Consumerism has been a central theme in many classic horror films, most notably the 1978 Dawn Of The Dead. Cochran’s plan hinges on creating a product with mass appeal and marketing it to children, who, as we all know, are very susceptible to advertising. The Silver Shamrock campaign bombards the viewer from start to finish. The masks are everywhere — on TV, in store windows, and on the face of every child we see. Every kid wants one, every kid sings the jingle, and every kid waits for this mysterious big giveaway on Halloween night.
The theme of consumerism is explored several times in the film. Dr. Challis, for example, inadvertently almost saves the lives of his own children when he purchases them a pair of Halloween masks, only for them to reject his gift in favor of the Silver Shamrock masks. They sing the jingle of the commercial, convinced by the power of advertising that they need these masks to have fun, blissfully unaware of the danger they pose.
Sean Clark of Horrorhound Magazine jokes on one of the audio commentaries “It’s kind of cool that the kids who live are the kids who aren’t trendy and buy the same mask as everyone else.” This remark was intended as a joke, but it does highlight the intelligence of the film. Those that don’t fall victim to mass advertising are rewarded with their lives.
One could argue this makes Halloween III the smartest of the series. The first two films were stylish but simple, and it was in their simplicity that they were genius.

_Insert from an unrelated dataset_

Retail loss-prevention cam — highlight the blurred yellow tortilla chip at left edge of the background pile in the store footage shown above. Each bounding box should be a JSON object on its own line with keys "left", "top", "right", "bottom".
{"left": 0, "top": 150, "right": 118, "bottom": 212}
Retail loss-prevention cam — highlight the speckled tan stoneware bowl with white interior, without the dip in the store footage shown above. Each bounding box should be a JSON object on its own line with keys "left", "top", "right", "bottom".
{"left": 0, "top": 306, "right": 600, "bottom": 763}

Halloween III, on the other hand, is a movie with a purpose, giving the audience a little food for thought along with the usual thrills and chills. It’s not the best movie in the series — a title the original still holds without contest — but it’s one of the most well thought out of the bunch. The marvelous creativity from this entry promised many more such films in the future.

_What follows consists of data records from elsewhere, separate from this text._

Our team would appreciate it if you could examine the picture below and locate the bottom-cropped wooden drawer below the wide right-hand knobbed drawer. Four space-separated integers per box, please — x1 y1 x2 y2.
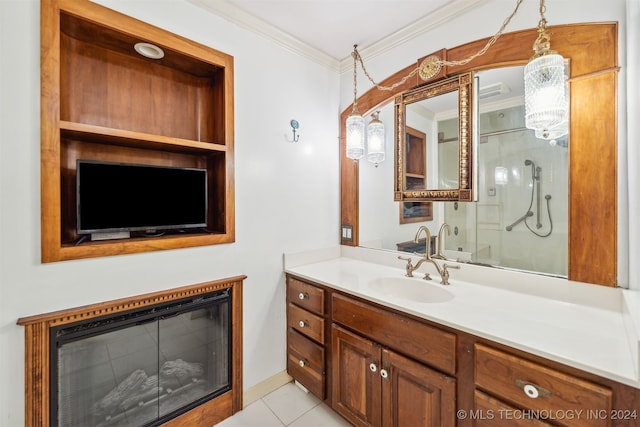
473 390 552 427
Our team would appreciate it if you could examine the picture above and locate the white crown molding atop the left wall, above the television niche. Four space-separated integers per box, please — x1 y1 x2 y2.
187 0 340 71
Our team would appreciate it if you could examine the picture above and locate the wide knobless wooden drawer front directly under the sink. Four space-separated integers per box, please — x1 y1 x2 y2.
331 294 456 375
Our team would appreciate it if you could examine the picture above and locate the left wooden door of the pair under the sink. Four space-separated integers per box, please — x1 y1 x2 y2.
331 325 381 426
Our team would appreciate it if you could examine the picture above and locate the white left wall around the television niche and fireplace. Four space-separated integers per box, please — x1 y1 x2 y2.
0 0 340 427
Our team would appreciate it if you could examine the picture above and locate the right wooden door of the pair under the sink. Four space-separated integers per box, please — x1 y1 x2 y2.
381 349 456 427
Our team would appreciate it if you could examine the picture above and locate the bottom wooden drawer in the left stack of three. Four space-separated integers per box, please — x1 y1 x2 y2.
287 328 325 400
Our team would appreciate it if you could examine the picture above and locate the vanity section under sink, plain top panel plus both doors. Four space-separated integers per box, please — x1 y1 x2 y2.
331 293 456 427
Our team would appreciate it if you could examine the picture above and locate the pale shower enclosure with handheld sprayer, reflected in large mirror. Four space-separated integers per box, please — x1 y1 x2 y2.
440 105 569 277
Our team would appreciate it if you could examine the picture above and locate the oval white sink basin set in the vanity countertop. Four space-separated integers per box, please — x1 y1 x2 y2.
368 277 453 303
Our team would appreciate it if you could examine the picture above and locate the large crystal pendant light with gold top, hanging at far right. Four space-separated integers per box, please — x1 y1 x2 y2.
524 0 569 132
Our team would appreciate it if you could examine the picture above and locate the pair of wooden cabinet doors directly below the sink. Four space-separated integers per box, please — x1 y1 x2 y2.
331 324 456 427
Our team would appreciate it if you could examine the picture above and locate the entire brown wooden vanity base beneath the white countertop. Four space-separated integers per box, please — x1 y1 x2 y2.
287 275 640 427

Sadly, the anthology series was never to be.
In spite of being a success at the box office, earning $14 million against a $2 million dollar budget, those numbers were a far cry from the earnings of the first two films. The backlash against Halloween III from critics and audiences alike was vicious, despite the advertising campaign clearly showing this was not intended as a direct sequel. Because of this, the studio wanted Myers back in the game.
Carpenter was hesitant to continue the Myers saga, but he tried. His initial draft of the next film wouldn’t be a slasher film, but a psychological thriller showing how the 1978 massacre affected the small town of Haddonfield. The studio, however, rejected this more cerebral take on the material and Carpenter threw in the towel. People demanded Michael Myers, and they paid a heavy price for him.

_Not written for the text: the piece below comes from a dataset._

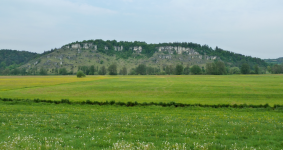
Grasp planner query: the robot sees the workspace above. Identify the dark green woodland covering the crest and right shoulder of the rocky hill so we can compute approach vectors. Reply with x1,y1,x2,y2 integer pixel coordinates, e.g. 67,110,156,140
63,39,267,67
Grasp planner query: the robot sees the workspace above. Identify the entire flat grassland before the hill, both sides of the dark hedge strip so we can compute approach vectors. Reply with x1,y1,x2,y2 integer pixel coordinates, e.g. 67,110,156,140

Likable characters were replaced with bland bags of blood, moody atmosphere was traded for imitation horror, and the once great villain was given a convoluted backstory involving an ancient cult. A low point came in Halloween: The Curse of Michael Myers, where the original cut saw Myers defeated by magic rune stones. The killer who once casually walked through a closed glass door was now completely de-mystified.
Many films can be blamed for the rapid decline of the series, but Halloween III is innocent. Not only that, it’s one of the best this series has to offer. It’s a smart, funny, and moody piece that has Carpenter’s stamp all over it. It has great Dean Cundy cinematography, spooky music, a likable lead, a frightening villain, and a nice bit of anti-commercialism satire.
After many years and many bad sequels, Halloween III is getting some well deserved reappraisal, but it’s still a bittersweet revelation. The ending of Halloween III finds Challis frantically screaming into a phone, begging the TV stations to stop the commercial that will trigger Cochran’s killer masks. Given the decline of the series after, this seems oddly poetic. It’s almost as if Challis is Carpenter himself, begging the studio to turn the series off before it was too late. All the ghosts, ghouls and monsters that could have been do sound pretty sweet when compared to a killer being defeated with magic rocks.